Miss Honeychurch grunted in the affirmative. “All these years … I wonder how many little girls he has destroyed? I wish I could have prevented it, but I had no right, nor any say in his punishment, such as it was.”
They were both silent for a long minute. “Why, then, do you wish to help find his killer?” Emmeline asked. “For that is my aim, you understand.”
“I don’t care if they never find out who killed him. But I do care that the wrong person does not suffer by being wrongfully accused of putting him down like the festering, rabid, and dangerous dog he was,” she said, with more force than one would have thought possible for one so wizened and weak.
“And who do you think that ‘wrong person’ is?”

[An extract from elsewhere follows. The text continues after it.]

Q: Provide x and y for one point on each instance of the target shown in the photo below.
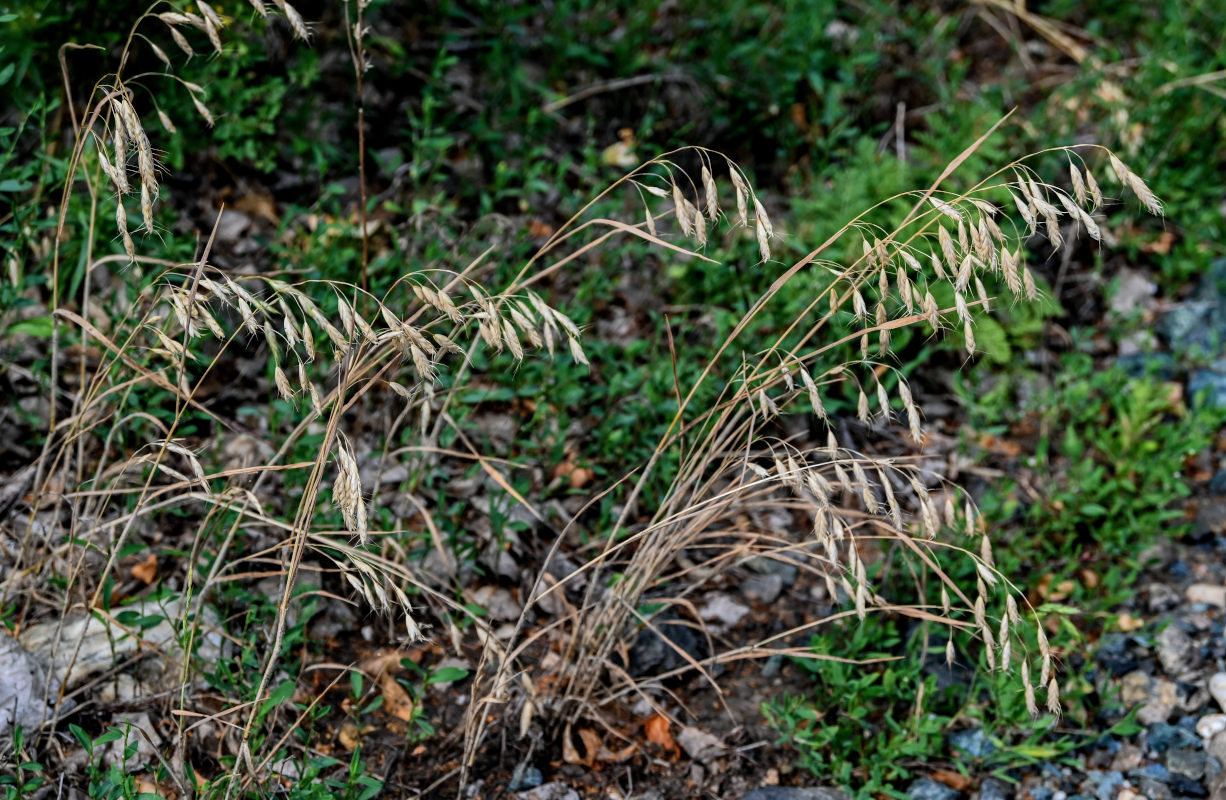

“I have no idea who didn’t do it. How could I? But who did do it? That I have ideas about. You, perhaps? Though I don’t suppose so. You have the look of a moralistic prig about you. Could be Dorcas, for all I know; she’s certainly strong enough. Though again, I doubt it. Dorcas’s heart is bigger than her brain; I don’t suppose she’d even have the nerve to throttle a chicken for dinner. And she’s from an entirely different branch of my family. In any case, I don’t think she gives a fig about your causes. I suspect the only reason she stays with your group is because she is in love with Martha Adair.”
Emmeline gasped.
“Did you not know?”
“I suspected, but I wasn’t sure.”
“When you are my age, Miss St. Germaine, you will have little to do but to observe and surmise. It is my only entertainment.”
Discomfited, Emmeline stared at the woman. “And you don’t … I m
ean—”
“Disapprove? I may as well disapprove that my pug chews my shoes, or that the moon rises each night. How can Dorcas help it? It is an incontrovertible fact. Men—and women, too—have moralized that we are in control of our emotions and should not give love where it is improper. That is hogwash. We cannot control love, we can only control what we do about it. There have been women who loved other women, and men who loved other men, since man and woman were created, I expect, and any one of the Lord’s creations is good enough for me.” She chuckled. “Did you never wonder why Dorcas was let go from the school where she taught?”
“It never came up.”
“She fell in love with one of the other teachers, who was sorely offended, so that bitch, rather than admit what upset her, told the headmistress Dorcas was corrupting the young girls.”
“Oh.”
“She hadn’t done a single thing with any child. Dorcas’s tastes run to matronly middle-aged ladies. But she is my kin, and I could not let her suffer. She’s a terrible companion to me, but she tries her best and when I am cruel, she suffers it well. I wish I could say I will be kinder in future, but I am often in pain and it makes me lash out at the dumb creature who I know will bear it.” She paused to catch her breath, wheezing in discomfort. “Now, are we going in, or do I have to go home without enjoying the fact that Henry is dead?”
Emmeline was torn. Miss Honeychurch was an unknown and likely unknowable entity. Would she cause more problems than she solved? And could Emmeline herself remain disguised as Miss Dorcas Harvey when both the cook and housekeeper had seen a portion of the Avengeress’s face? She made a rapid decision. There was no path to finding the truth without risk. “I’m ready.”